Over the decades IDL accumulated features that tracked the needs of its scientific users. The 1992 addition of widget-based graphical interfaces let developers build interactive analysis tools; ENVI, introduced in 1994 and written in IDL, grew into a leading remote-sensing application. Object-oriented support arrived in 1997, and IDL 8.0 (released around 2009) brought a substantially modernized “New Graphics” system alongside friendlier syntax — dot notation for object properties, simpler object creation, and bracket-based array indexing.

The product itself has changed hands several times. RSI was acquired by Eastman Kodak in 2000, then passed to ITT Industries (operating as ITT Visual Information Solutions from 2006), to Exelis in 2011, to Harris Geospatial Solutions in 2015, and — following the L3Harris merger and subsequent divestiture — to NV5 Geospatial in 2023, which continues commercial development today. The most recent release line is IDL 9, with IDL 9.2 released in 2025.

Open Implementations

Because IDL is proprietary, licensed software, the community produced compatible open-source alternatives:

• GNU Data Language (GDL) — a free, largely IDL-compatible implementation under the GPL.
• Fawlty Language (FL) — a free compiler aiming for compatibility with IDL 8.

A closely related commercial language, PV-WAVE, shares a common ancestry and much of IDL’s syntax, having branched from the same codebase.

Current Relevance

IDL remains entrenched in specific scientific communities — particularly solar physics, astronomy, and remote sensing — where decades of accumulated, battle-tested analysis libraries (such as the IDL Astronomy User’s Library and SolarSoft) represent an enormous body of domain expertise that is not trivially replaced.
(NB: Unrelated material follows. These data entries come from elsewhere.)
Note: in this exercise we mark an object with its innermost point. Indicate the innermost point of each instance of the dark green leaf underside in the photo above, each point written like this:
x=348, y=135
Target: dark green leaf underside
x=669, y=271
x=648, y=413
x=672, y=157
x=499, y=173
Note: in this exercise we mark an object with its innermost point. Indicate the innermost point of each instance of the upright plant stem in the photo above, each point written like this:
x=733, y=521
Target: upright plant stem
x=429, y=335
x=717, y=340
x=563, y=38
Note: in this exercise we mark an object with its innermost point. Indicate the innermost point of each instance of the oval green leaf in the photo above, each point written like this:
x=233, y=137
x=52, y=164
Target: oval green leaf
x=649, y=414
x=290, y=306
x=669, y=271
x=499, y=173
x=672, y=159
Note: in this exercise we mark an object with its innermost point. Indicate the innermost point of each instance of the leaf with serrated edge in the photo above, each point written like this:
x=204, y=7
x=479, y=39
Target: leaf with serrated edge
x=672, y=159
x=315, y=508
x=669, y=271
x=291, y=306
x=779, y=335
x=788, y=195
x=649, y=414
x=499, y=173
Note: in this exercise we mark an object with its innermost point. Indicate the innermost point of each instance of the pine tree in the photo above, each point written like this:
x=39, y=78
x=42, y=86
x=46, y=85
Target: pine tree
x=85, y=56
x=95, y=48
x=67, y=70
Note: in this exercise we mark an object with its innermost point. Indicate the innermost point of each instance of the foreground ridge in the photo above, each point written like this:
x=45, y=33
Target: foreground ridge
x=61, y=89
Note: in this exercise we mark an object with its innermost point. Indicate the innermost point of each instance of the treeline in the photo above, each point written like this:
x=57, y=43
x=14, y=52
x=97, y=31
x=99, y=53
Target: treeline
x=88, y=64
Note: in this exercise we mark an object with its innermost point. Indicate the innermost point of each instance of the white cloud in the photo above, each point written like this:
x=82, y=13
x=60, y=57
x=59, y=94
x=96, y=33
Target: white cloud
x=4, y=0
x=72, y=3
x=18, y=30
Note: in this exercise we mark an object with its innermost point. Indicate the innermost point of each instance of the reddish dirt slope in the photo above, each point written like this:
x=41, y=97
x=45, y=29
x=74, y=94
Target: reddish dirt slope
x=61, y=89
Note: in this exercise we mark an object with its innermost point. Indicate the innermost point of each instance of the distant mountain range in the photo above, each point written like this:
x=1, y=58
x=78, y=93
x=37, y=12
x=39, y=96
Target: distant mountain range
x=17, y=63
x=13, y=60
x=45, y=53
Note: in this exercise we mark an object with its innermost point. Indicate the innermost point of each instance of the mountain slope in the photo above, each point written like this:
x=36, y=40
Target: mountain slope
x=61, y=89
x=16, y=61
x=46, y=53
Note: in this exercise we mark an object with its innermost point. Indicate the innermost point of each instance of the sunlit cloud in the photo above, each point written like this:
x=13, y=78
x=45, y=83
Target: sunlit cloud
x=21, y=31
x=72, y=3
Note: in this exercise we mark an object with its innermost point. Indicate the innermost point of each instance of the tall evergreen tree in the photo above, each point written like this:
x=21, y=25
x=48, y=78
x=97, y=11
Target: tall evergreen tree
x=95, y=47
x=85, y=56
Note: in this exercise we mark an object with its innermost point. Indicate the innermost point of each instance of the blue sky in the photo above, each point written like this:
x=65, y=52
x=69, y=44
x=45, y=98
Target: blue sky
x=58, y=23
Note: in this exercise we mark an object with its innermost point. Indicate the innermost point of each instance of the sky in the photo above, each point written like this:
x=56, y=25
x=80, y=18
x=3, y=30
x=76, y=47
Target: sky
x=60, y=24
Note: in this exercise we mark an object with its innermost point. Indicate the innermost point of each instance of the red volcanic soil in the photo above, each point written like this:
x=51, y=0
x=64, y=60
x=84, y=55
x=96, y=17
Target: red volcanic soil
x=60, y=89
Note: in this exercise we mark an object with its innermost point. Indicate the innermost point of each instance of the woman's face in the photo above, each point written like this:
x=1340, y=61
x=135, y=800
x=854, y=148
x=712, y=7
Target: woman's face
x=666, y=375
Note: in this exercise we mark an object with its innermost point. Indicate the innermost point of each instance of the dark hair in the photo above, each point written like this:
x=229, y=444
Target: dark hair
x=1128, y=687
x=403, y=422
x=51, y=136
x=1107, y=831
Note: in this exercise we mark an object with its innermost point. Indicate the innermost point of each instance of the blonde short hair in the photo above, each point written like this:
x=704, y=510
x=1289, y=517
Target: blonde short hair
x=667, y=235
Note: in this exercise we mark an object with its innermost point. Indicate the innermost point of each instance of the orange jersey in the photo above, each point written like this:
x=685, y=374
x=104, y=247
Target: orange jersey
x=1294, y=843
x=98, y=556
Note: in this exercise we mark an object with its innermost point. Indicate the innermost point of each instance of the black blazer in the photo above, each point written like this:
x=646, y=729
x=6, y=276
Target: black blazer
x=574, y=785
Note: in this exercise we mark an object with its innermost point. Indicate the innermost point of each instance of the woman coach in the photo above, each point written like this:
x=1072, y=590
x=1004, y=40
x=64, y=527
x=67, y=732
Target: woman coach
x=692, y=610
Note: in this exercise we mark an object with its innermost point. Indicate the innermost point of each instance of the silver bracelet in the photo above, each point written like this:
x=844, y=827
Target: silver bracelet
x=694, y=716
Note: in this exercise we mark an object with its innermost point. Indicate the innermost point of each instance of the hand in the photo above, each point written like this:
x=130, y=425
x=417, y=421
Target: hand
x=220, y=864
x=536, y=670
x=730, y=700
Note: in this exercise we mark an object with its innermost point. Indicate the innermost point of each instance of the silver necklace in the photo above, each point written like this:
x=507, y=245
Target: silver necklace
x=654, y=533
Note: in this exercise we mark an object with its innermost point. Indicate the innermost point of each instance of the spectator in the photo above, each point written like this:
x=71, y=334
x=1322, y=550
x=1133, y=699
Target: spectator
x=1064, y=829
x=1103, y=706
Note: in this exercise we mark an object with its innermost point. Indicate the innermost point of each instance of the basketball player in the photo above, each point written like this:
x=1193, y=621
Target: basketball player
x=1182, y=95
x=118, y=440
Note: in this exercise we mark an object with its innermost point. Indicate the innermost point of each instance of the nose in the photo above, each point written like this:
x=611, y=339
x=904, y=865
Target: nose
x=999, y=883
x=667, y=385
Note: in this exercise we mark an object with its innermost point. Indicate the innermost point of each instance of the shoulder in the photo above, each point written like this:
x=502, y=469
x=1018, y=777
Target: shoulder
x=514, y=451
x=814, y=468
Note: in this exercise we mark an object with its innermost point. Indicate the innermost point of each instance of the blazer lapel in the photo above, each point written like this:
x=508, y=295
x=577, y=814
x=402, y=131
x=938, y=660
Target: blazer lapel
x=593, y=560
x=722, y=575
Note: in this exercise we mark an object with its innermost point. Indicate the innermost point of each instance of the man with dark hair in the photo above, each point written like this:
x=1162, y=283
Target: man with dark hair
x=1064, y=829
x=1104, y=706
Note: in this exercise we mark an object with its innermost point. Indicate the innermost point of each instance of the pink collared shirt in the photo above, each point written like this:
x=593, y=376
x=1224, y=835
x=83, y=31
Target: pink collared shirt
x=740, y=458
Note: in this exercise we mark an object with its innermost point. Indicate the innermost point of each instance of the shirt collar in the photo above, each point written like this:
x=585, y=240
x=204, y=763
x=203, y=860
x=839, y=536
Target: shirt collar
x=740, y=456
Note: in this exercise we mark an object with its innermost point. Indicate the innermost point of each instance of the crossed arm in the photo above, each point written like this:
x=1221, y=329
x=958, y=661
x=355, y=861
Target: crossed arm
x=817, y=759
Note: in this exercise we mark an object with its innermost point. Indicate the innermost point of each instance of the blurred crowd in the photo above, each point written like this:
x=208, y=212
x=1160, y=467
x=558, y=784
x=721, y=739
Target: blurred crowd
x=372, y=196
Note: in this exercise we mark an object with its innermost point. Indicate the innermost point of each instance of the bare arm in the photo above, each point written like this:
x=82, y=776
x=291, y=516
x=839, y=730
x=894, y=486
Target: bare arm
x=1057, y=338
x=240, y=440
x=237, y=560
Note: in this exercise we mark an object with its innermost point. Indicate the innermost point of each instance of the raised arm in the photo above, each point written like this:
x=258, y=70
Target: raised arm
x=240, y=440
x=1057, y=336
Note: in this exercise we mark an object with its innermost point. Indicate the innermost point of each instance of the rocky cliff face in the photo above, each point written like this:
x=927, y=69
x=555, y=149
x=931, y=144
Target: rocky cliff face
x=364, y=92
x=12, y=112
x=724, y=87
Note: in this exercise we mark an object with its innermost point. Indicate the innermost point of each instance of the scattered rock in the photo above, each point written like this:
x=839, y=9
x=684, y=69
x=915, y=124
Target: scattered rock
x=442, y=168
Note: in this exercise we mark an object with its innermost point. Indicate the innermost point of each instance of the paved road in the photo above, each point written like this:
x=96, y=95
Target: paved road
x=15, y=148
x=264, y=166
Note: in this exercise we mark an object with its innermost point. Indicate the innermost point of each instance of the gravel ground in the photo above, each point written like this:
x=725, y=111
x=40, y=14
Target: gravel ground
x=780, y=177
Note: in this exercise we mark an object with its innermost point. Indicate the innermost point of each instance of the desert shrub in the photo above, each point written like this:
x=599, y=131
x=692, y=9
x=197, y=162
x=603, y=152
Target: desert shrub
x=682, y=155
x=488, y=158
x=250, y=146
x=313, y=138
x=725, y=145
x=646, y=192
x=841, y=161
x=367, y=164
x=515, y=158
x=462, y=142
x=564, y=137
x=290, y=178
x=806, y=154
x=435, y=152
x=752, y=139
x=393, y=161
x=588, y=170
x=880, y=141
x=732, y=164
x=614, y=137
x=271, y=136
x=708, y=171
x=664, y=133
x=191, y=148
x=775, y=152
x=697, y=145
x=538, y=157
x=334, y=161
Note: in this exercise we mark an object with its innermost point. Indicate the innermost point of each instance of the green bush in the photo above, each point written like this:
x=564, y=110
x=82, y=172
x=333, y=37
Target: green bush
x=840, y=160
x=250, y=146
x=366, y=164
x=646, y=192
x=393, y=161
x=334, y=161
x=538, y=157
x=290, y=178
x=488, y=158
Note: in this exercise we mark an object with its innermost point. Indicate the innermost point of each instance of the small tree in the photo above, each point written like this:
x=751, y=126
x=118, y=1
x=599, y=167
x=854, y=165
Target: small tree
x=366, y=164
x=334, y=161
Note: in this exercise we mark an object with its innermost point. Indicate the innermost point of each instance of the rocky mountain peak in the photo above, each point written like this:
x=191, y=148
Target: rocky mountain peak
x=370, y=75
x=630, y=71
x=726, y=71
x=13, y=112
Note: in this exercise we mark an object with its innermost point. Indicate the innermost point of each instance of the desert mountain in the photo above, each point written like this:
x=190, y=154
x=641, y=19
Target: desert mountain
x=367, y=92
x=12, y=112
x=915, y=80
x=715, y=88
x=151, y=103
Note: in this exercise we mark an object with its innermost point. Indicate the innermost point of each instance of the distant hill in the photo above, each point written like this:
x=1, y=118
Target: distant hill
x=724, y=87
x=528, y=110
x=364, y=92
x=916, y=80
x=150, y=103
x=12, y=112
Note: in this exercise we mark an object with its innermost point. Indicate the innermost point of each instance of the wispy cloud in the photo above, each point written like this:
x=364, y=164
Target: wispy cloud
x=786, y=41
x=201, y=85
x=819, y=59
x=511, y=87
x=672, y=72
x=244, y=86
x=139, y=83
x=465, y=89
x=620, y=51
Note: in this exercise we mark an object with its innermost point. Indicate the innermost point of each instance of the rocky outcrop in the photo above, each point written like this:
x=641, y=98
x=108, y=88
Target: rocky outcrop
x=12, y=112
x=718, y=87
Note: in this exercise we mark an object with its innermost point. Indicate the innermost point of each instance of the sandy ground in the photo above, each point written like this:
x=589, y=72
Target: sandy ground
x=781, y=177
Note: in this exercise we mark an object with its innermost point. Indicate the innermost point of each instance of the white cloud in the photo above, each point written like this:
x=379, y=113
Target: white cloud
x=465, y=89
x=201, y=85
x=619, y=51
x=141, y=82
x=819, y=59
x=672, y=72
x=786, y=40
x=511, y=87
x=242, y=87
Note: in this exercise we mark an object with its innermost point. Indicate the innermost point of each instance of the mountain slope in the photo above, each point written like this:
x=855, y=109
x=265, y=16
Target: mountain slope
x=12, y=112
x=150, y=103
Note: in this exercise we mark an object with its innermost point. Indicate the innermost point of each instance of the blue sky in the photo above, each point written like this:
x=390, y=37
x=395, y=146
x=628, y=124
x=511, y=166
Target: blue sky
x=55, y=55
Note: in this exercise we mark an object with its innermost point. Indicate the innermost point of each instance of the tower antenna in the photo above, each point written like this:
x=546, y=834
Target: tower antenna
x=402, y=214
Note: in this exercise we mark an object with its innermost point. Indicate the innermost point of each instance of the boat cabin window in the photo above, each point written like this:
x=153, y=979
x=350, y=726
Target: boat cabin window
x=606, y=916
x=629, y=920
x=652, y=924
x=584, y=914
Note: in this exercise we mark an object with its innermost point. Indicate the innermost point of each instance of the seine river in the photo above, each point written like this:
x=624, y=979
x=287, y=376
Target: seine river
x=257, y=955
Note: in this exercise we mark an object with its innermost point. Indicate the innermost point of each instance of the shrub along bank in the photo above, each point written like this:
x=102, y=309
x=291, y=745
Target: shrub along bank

In these niches, mission data-reduction pipelines and instrument software written in IDL are still actively used and maintained.

At the same time, the broader scientific-computing world has shifted substantially toward Python (with NumPy, SciPy, Astropy, and Matplotlib) and toward MATLAB in engineering settings. Many groups now run IDL alongside Python or migrate legacy IDL code, and IDL itself provides bridges to Python. The free GDL implementation has also extended the reach of existing IDL codebases to users without a commercial license.

Why It Matters

IDL is a notable example of an array-programming language built for a specific community of practice rather than for general-purpose software development. Alongside APL, MATLAB, and later NumPy, it helped establish the idea that scientific computation is best expressed as operations on whole arrays — a paradigm that now underpins most modern data-science and numerical tooling. Its long history processing data from spacecraft, telescopes, and earth-observation instruments has woven it into the record of late-20th-century space science, and the libraries written in it continue to support working scientists today.